La prescription des infractions occultes

(Les arrêts cités sont soit suivis du n° du bulletin de la Chambre criminelle, soit du n° du pourvoi).

(1) Exposé du problème

En droit pénal, certaines infractions voient le point de départ de leur prescription retardé longtemps après leur commission apparente (parfois dix ans après), ceci alors que les délits se prescrivent trois ans après leur commission (article 8 du Code de procédure pénale).

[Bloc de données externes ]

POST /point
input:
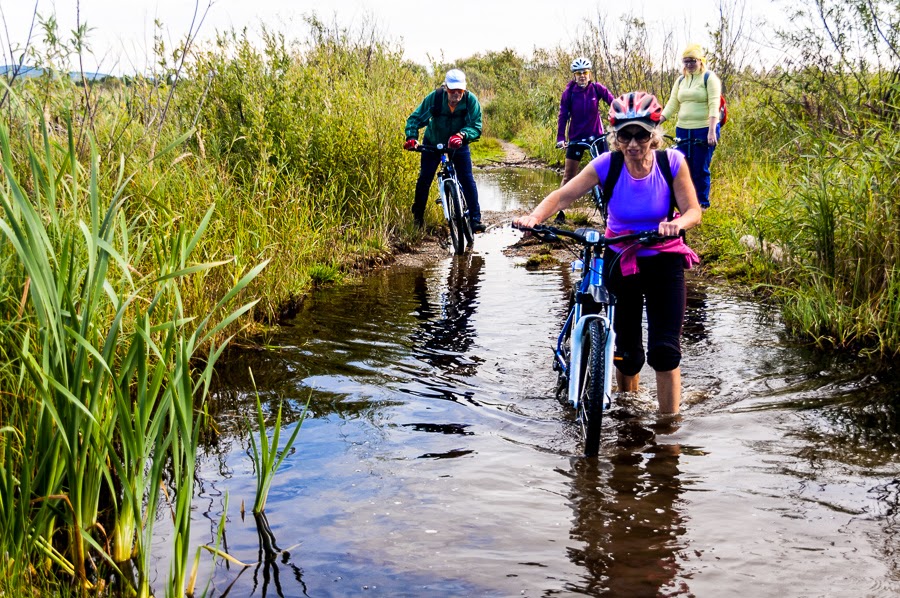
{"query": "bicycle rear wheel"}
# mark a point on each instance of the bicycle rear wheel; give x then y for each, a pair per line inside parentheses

Ces infractions sont appelées “clandestines par nature”‘ ou “occultes”. La première infraction s’étant vu reconnaître ce caractère occulte est l’abus de confiance.

En présence d’une infraction occulte, la jurisprudence use toujours de la même formule: “Le point de départ de la prescription du délit (…) doit être fixé au jour où l’infraction est apparue et a pu être constatée dans des conditions permettant l’exercice de l’action publique“. Le point commun des infractions occultes est de voir le point de départ de la prescription commencer à courir longtemps après que les faits aient été commis. Le principe a été appliqué, et pour certaines infractions rappelé à de nombreuses reprises, à l’abus de confiance (Crim 30 juin 1864, n°167), au détournement de gage (CA Bordeaux 9 octobre 1962; JCP 1963 II n°13128), à l’abus de biens sociaux (Crim 7 décembre 1967, n°321), à la malversation (Crim 20 juillet 1982, n°195),  à la tromperie (Crim 7 juillet 2005, n°206), au favoritisme (Crim 17 décembre 2008, n° 07-44046), et au détournement de fonds publics (Crim 2 décembre 2009, n°09-81967) entre autres.

La doctrine voit dans cette jurisprudence une pratique contra legem.

Mais la jurisprudence utilise cette formule également pour des infractions qui n’étaient pas prescrites au moment où l’action publique a été déclenchée, des mécanismes autres que le caractère occulte de l’infraction faisant échec au départ de la prescription.

Ainsi, la formule a été utilisée pour :

– la dissimulation du produit du jeu (Crim 29 octobre 1984, n°323)

– la publicité trompeuse (Crim 20 février 1986, n°70)

– la fraude en matière de divorce (Crim 5 juin 1996, n° 239)

– l’atteinte à la vie privée (Crim 4 mars 1997, n°83; Crim 30 septembre 2008, n°197)

– le favoritisme (Crim 5 mai 2004, n°110; Crim 19 mai 2004, n°131)

– la subordination de témoin (Crim 22 juin 2004, n° 03-85210)

– la simulation d’enfant (Crim 23 juin 2004, n°173)

– le détournement de fonds publics (Crim 23 octobre 2007, n°06-89025).

et l’entente (Crim 20 février 2008, n°44)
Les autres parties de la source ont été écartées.